Friday, September 30, 2011

stop being cheap with God

"I will not offer burnt offerings to the Lord my God which cost me nothing."  David (2 Samuel 24:24b)

How often does our worship, does our dedication, does out commitment to the Lord cost us anything?  Maybe it's cost us a little sleep...maybe a few friends here and there over the years...maybe its even cost us a job or a grade...but has it truly cost us anything?  David, in the above statement, was explaining to those around him that he would pay for the threshing floor he would use to offer a sacrifice to the Lord on, because he didn't want to take the easy route and be given the floor.  In his mind, if he got the space for free, it wasn't a sacrifice of praise at all but just a praise of convenience.

So I asked myself: What's my threshing floor?

The answer to that isn't quite as cut-and-dry as I'd like it to be, but that seems to be the nature of most things.  I think my sacrifice will look differently at different times and situations in my life.  On Sunday morning at church, if I'm standing in the congregation and really don't feel like singing that morning, my sacrifice is to take myself out of the equation and sing.  I don't sing because I'm always in the mood to sing (which is generally the case) but I sing to encourage others around me [check out this blog by Greg Gilbert on this subject].  Then, maybe I'm at the grocery store and the woman next to me in line wants to strike up a conversation and I'm just not feeling it.  At that time, though we wouldn't initially say that's a 'worship moment' the Lord asks us to love others and to share Him with them - this would be a perfect opportunity for me to do that if I would, once again, take myself out of the equation and talk to her.
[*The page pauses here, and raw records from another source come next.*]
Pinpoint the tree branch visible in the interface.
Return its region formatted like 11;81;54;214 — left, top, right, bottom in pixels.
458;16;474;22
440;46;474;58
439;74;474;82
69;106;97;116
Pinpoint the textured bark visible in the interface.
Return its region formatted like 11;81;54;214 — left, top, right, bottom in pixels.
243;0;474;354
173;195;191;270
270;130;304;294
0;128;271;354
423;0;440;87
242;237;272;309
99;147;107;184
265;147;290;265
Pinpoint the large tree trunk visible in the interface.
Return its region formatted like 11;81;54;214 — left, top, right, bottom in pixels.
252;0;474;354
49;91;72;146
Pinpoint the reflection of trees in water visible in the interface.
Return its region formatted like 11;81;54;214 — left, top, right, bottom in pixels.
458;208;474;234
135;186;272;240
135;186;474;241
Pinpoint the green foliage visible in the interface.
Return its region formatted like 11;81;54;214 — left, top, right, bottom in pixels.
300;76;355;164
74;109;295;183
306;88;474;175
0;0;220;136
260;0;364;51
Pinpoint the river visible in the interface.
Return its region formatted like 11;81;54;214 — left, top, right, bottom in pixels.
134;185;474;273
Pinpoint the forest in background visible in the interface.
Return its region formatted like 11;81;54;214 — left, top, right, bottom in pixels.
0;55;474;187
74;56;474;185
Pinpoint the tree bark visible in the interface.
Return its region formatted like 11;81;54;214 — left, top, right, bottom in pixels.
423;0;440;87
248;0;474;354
The examples of this are endless.

I was intrigued by the idea of sacrifice to God so I looked around and came upon Malachi 1:6-14 which is basically Malachi pointing out the sins of the priests in the way they were offering sacrifices to God.  What they were offering on the alter to God they wouldn't even have offered to their own governor.  He wouldn't have accepted it!  The type of sacrifice they deemed 'worthy' of God were lame or blind animals and defiled food.  I was incensed when I read that thinking, "How dare they offer the least of their things to Him!  Don't they know who God is and what He deserves."
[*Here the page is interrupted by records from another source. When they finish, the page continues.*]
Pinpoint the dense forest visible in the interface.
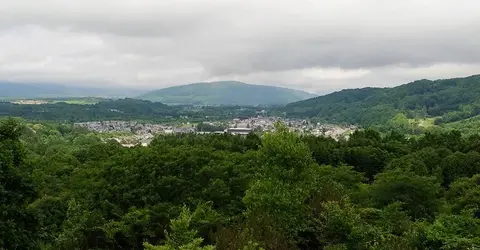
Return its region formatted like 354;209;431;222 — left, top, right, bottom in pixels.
0;119;480;250
284;75;480;126
0;98;263;123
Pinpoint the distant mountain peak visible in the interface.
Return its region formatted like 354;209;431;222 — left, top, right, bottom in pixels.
137;81;316;106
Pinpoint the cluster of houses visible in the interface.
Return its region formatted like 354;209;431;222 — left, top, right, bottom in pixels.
74;116;357;147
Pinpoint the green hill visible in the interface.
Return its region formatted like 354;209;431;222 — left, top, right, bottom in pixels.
137;81;315;106
283;75;480;126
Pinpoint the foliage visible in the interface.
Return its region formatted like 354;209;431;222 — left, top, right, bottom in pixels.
284;75;480;126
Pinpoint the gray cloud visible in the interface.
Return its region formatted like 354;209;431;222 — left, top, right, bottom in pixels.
0;0;480;93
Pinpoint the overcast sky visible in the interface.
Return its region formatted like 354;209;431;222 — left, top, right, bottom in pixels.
0;0;480;93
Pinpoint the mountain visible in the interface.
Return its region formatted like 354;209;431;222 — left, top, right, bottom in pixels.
0;81;140;99
283;75;480;126
137;81;315;106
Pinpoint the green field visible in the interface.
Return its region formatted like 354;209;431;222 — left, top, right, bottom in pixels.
52;99;100;105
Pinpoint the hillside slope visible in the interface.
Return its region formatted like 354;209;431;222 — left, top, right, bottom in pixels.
137;81;315;106
284;75;480;126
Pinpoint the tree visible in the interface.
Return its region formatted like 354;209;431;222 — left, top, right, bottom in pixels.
370;169;440;219
144;207;215;250
0;119;38;249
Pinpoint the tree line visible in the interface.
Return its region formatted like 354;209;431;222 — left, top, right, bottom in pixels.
0;119;480;250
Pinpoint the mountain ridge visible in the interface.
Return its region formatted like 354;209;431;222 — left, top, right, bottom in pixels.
136;81;316;106
282;74;480;126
But, as my righteous indignation waned, I realized I'm guilty of the same indiscretions.  There are days when I crave sleep and then force my Bible study into a fifteen minute period where I'm also in the middle of at least three other things.  I sit down to pray and suddenly, a half an hour later, I realize I've been making a To-Do list in my head for at least twenty of those minutes.  I show up to church and allow the stress of my week or personal life to seep into my thoughts so, instead of being encouraged or focusing on areas in which to grow, I come away looking more at myself then at Christ.
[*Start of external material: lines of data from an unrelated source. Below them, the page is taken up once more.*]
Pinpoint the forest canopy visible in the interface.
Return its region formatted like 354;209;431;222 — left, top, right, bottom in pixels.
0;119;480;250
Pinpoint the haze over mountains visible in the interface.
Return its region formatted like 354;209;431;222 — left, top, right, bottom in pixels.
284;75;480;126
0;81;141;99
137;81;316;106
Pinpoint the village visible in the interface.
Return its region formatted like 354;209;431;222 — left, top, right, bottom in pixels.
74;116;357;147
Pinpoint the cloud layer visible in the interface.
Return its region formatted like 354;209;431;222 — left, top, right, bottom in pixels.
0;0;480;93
How dare I offer myself to God in that way.  Don't I know who He is and what He deserves?

Ah, the painful irony.  But, in the pain is an understanding; an awareness.  These times of selfish interest should propel me to seriously evaluate my heart and where it's at in everything I do.  I desire to "Honor the Lord from [my] wealth and from the first of all my produce"(Prov.3:9) and to offer up to him a "broken spirit...(and) contrite heart"(Psalm 51:17) and ultimately to "continually offer up a sacrifice of praise to God, that is the fruit of lips that give thanks to His name" (Heb. 13:15).  I want my worship of Him (really, my life) to show sacrifices for His glory - made potentially at the expense of what's easy.  It's all right there in those verses.  The sacrifice, the author of Hebrews explains, is the fruit (the result) of lips that give thanks to Him.  To sacrifice to God is to give Him the first fruits (the best) of what you have or receive.  To have a broken heart and contrite spirit is to be humble before the Lord.

I pray that these things will define my praise and worship to Him.  That, when tempted to take the easy route and offer up things that cost me nothing, I will resist and instead ask of the Lord what He desires as my sacrifice of praise and then give it gladly, in spite of the cost, and through His grace.